About Altered States: New Moving Image Works of Myanmar
As part of SMU’s exhibition, “Altered States: Painting Myanmar in a Time of Transition”, the Asian Film Archive presents a contemporary Myanmar moving image programme, which includes 2 feature-length documentaries, A Thousand Fires (2021), Rain in 2020 (2021), and the world premiere of 5 experimental shorts from Lights From the Underground. Together, these films compose an intimate portrait of contemporary Myanmar in flux — focusing on the heterogeneity of its communities, including new immigrants, ethnic minorities and young activists, each with different visions of the future.
Examining the deeply intertwined relationship between the land and the communities who inhabit it, the two feature documentaries are lushly photographed geographic immersions into the tale of two families and their connections with jade and oil mining, respectively.
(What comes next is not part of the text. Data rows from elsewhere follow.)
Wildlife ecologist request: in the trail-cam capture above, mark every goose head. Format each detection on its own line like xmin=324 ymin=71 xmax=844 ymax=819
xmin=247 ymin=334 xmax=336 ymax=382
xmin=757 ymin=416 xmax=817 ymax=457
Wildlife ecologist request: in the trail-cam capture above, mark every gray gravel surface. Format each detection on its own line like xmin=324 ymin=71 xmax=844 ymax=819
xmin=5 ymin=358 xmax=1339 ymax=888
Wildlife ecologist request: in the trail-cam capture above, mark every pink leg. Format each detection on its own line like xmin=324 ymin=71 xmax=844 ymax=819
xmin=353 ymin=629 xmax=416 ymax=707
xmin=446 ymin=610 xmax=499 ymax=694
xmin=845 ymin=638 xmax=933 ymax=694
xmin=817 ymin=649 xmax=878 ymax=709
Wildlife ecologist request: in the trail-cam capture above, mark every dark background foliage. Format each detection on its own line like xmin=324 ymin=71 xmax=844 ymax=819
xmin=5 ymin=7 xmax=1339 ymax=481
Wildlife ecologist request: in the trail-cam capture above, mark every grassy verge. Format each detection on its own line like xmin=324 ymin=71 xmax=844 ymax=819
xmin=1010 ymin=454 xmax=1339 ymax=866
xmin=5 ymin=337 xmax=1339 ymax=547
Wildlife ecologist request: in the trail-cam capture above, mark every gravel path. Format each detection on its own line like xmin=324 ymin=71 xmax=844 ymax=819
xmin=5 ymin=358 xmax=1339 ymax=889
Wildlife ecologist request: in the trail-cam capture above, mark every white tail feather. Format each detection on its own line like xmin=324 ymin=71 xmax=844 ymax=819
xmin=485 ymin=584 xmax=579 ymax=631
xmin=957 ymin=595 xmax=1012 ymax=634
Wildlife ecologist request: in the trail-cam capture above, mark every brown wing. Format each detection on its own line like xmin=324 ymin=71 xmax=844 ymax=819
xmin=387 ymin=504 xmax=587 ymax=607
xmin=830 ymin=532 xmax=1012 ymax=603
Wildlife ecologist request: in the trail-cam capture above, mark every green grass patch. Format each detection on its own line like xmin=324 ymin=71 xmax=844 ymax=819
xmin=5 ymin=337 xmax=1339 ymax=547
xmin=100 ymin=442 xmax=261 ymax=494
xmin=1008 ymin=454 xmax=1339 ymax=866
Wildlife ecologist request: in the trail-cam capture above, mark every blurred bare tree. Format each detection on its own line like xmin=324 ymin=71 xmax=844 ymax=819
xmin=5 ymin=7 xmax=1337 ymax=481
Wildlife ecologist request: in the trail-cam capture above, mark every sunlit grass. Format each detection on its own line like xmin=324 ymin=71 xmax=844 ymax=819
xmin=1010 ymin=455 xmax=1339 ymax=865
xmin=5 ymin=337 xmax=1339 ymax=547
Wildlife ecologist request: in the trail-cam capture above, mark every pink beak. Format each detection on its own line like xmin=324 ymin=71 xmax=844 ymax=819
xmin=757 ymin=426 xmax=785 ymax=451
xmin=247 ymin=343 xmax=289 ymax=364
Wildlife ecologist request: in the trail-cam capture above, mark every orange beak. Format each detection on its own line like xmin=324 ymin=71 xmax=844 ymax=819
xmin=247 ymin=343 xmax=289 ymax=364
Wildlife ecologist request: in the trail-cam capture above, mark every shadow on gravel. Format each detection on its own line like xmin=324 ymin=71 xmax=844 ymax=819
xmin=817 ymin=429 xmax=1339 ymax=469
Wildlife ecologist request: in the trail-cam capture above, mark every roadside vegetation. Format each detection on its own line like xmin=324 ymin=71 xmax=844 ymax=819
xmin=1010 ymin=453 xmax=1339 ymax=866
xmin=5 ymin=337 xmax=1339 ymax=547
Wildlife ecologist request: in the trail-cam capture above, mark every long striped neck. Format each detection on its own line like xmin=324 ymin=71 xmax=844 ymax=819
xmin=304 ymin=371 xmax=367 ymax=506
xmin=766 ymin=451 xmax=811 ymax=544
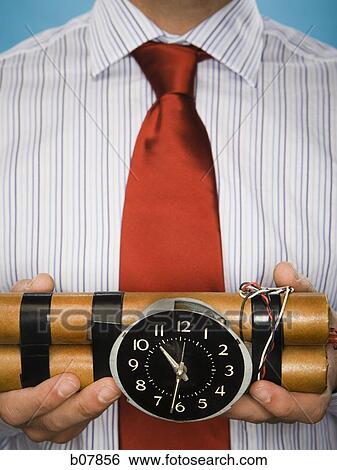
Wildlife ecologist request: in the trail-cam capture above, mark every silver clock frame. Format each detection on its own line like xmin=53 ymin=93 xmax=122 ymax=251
xmin=109 ymin=297 xmax=253 ymax=423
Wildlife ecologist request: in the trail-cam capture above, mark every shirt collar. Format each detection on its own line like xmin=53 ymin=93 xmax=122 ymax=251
xmin=89 ymin=0 xmax=263 ymax=86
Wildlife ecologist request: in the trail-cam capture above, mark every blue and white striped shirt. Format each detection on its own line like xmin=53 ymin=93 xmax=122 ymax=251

Far from a static portrayal of their lived realities, the films reveal a web of connections between labour, politics, and spirituality, surfacing a dynamic rhythm between cycles of nature and capital through a plurality of voices and elemental forces. Meanwhile, the Lights from The Underground films which resulted from the experimental filmmaking workshop held by 3-ACT in collaboration with Image Forum Tokyo in 2022, is an exploration of new image-making practices revolving around light, its absence and presence, entanglements with physical temporality and meditations on trauma.